Treatment Options For Infants With Brain Damage

Infant brain damage is not always easily recognized. Sometimes symptoms can be mild or delayed. However, in many cases, there are certain symptoms that you can watch for that might indicate your child suffered a brain injury at birth. These signs can be both physical and cognitive and include:

Medication designed to help with seizures or specific abnormalities

Physical therapy

Occupational therapy

Behavioral therapy

Cooling therapy

Surgery to help relieve pressure on the brain

Long-Term Care for Brain Damage Birth Injuries

You might have a long road ahead if your child experienced a brain injury at birth. Your child’s specific condition, including the type of brain damage, its severity, and the instances surrounding their injury, usually influences the prognosis. Your child’s doctor can give you a better idea of what to expect as your child grows, including their overall outlook, long-term goals, and the quality of life you can expect for your child.

No matter your infant’s prognosis, there are helpful resources and information that can provide support to you and your family. You can connect with other parents and experts, learn about your child’s brain injury and current research and treatment options, know what to expect, find support groups and financial guidance, apply for benefits, and more.

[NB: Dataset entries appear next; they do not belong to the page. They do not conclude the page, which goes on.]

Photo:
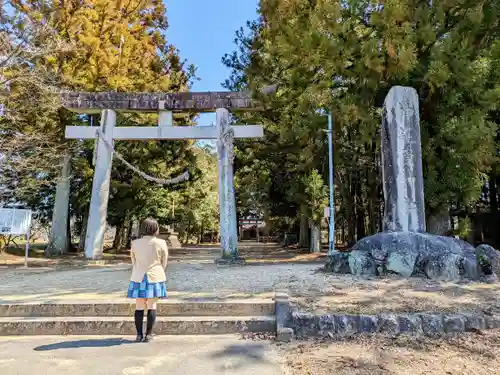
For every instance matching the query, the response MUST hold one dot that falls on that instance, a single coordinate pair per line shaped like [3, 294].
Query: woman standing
[147, 284]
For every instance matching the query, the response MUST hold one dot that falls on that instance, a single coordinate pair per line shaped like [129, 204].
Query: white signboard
[15, 221]
[18, 223]
[326, 212]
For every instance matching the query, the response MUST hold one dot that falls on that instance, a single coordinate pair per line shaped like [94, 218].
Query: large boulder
[412, 253]
[488, 259]
[361, 264]
[338, 262]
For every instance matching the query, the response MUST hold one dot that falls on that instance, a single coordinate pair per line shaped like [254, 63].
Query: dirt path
[461, 355]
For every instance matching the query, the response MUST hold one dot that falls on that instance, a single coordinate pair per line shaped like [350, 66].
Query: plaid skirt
[145, 289]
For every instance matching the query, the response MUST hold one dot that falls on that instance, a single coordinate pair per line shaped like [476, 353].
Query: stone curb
[341, 325]
[294, 323]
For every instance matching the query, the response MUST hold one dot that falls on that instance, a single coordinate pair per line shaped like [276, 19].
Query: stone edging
[293, 323]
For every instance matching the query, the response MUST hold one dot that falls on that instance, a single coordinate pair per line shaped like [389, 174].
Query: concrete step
[250, 307]
[12, 326]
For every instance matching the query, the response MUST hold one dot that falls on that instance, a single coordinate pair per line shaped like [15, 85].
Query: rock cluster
[416, 254]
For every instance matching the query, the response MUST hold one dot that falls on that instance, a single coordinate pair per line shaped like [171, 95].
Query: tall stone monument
[403, 181]
[403, 248]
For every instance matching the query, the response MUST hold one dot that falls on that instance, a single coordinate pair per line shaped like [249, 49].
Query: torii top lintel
[87, 102]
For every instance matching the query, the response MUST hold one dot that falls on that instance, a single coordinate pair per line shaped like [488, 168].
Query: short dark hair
[149, 227]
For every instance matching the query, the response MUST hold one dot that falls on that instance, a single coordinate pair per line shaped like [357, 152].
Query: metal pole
[331, 243]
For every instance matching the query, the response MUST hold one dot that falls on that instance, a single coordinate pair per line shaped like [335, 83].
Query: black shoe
[148, 338]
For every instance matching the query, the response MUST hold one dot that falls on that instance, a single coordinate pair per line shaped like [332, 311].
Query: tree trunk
[59, 242]
[119, 236]
[493, 194]
[315, 238]
[439, 223]
[351, 214]
[83, 233]
[304, 227]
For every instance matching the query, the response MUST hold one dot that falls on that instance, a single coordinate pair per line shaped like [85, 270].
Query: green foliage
[343, 57]
[115, 46]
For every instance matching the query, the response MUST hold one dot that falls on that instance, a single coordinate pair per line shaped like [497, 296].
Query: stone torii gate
[164, 104]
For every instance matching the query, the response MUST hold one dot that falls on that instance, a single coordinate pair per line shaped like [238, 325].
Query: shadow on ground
[241, 355]
[88, 343]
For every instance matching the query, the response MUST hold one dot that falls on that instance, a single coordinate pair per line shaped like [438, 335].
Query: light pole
[331, 242]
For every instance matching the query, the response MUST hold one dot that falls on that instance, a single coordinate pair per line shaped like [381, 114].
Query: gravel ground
[378, 355]
[312, 289]
[184, 281]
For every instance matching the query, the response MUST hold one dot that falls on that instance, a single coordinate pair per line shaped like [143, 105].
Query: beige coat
[149, 256]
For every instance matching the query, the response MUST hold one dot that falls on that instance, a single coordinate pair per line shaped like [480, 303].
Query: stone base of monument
[237, 261]
[173, 241]
[416, 254]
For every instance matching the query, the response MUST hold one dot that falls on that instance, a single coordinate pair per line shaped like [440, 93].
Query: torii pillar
[164, 104]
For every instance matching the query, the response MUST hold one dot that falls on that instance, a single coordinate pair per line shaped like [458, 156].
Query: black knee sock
[139, 317]
[151, 321]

Check out the national resources or talk to your doctor about the options available in your local area and how they can help you devise a higher standard of care for your child while maintaining your own mental health and wellness as your child’s caregiver and advocate.

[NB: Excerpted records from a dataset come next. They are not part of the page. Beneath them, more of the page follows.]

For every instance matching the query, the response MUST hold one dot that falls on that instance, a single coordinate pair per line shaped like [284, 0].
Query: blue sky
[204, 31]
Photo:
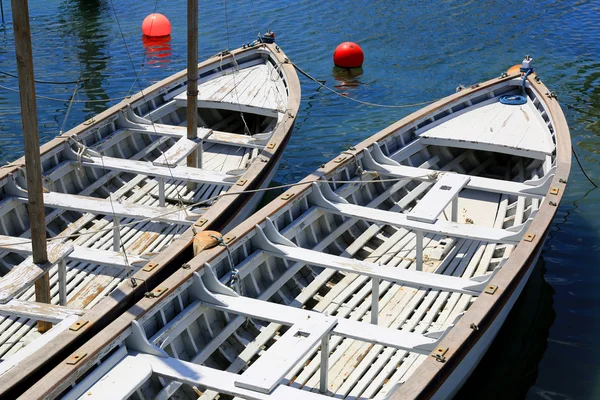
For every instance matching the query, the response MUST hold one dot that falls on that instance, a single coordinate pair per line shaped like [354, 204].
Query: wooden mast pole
[33, 167]
[194, 159]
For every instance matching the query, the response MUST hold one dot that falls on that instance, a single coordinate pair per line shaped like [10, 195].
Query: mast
[194, 159]
[33, 166]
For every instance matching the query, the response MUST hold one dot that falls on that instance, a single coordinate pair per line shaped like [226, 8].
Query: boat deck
[494, 126]
[149, 219]
[256, 89]
[375, 343]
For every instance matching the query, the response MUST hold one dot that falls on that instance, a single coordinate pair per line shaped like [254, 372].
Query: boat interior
[345, 289]
[120, 191]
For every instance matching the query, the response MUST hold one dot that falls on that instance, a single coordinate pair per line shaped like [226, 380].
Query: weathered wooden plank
[106, 207]
[176, 153]
[24, 275]
[38, 311]
[179, 172]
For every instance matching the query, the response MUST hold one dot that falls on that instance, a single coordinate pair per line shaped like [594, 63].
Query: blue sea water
[415, 51]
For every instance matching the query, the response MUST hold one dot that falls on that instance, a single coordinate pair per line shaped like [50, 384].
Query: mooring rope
[366, 103]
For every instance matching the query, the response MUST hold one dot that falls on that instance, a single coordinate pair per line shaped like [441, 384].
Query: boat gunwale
[430, 374]
[124, 296]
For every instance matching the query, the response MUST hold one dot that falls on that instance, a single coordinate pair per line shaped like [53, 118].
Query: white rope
[211, 199]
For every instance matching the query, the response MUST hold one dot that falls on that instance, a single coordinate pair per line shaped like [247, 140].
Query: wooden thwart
[324, 197]
[79, 253]
[24, 275]
[377, 161]
[268, 242]
[106, 207]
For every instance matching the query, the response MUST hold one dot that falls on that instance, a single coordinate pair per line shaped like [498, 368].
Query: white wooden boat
[387, 274]
[119, 195]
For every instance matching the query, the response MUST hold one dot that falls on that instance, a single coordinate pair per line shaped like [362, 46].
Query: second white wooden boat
[120, 198]
[387, 274]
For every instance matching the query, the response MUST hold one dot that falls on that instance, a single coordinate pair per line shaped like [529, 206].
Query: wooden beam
[334, 204]
[106, 207]
[23, 276]
[147, 168]
[31, 141]
[80, 253]
[38, 311]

The Cost and Burden of Infant Brain Damage

Infant brain damage can place a considerable financial burden on your family. In addition to the costs of medical treatment, your infant might need around-the-clock care. For many parents, that means leaving a career to become a full-time caregiver or hiring specialized help, often a certified nursing assistant (CNA) or team of health care professionals, to properly care for your child.

Many parents of brain-damaged infants feel isolated as they struggle to care for their child. Also, you might have ongoing medical, rehabilitation, or physical therapy bills to manage, sometimes for the rest of your child’s life, meaning extending beyond the age of adulthood.

Some families might qualify for Supplemental Security Income (SSI) or a type of government assistance allocated to individuals with disabilities having little to no income. Additionally, if your child’s birth injury resulting in short- or long-term brain damage was due to physician or hospital staff negligence or wrongdoing, you might have legal recourse to recoup some of your financial harm stemming from the preventable injury.